Our political editor, Adrian Masters, says it's the nuclear option for Welsh and Scottish ministers - it would force the UK Government to refer it to the Supreme court and it could overturn it altogether but that could cause a constitutional stand off. It's also a race against time in the Assembly before the provisions of the new Wales Act come into force in April. It explicitly reserves EU matters to Westminster.
The Assembly's Presiding Officer, Elin Jones, has ruled that AMs have the right to pass the legislation under their existing powers. In Scotland, where the devolution settlement is closer to what's about to be introduced in Wales, the Presiding Officer has ruled against the legislation, although that won't stop the SNP government asking the Scottish Parliament to pass its bill.
The Scottish Government is expected to introduce similar legislation.
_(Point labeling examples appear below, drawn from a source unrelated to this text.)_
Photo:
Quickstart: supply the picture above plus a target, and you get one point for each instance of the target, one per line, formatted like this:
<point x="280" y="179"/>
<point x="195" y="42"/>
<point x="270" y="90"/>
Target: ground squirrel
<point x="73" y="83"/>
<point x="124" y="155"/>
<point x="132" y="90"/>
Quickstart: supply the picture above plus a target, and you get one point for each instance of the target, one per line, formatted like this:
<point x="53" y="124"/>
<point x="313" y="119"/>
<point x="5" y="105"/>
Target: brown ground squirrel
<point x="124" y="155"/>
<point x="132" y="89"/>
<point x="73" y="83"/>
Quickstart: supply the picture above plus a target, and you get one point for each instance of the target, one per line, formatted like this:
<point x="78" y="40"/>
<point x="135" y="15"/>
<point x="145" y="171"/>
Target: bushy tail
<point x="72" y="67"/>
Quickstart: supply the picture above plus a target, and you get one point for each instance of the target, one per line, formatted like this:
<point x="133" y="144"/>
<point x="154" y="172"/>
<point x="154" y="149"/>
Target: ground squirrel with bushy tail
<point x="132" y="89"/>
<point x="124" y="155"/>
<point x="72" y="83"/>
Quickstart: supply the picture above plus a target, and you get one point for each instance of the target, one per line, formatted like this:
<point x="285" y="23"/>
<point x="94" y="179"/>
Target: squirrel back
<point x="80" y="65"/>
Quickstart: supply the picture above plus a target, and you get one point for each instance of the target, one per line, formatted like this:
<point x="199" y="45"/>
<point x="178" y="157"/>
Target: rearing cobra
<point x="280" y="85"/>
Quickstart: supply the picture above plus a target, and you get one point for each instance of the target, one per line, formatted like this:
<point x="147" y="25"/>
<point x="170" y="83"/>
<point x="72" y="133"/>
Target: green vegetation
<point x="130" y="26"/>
The Welsh Conservative leader, Andrew RT Davies, has accused Carwyn Jones of "playing politics" and following the lead of the Scottish First Minister, Nicola Sturgeon.
Both Plaid Cymru and UKIP say they support the Welsh Government's position.
The UK Government has responded by saying that not only isn't Welsh legislation needed, it would be far better if the Welsh Government concentrated on agreeing amendments to the EU Withdrawal Bill, which is now in the House of Lords.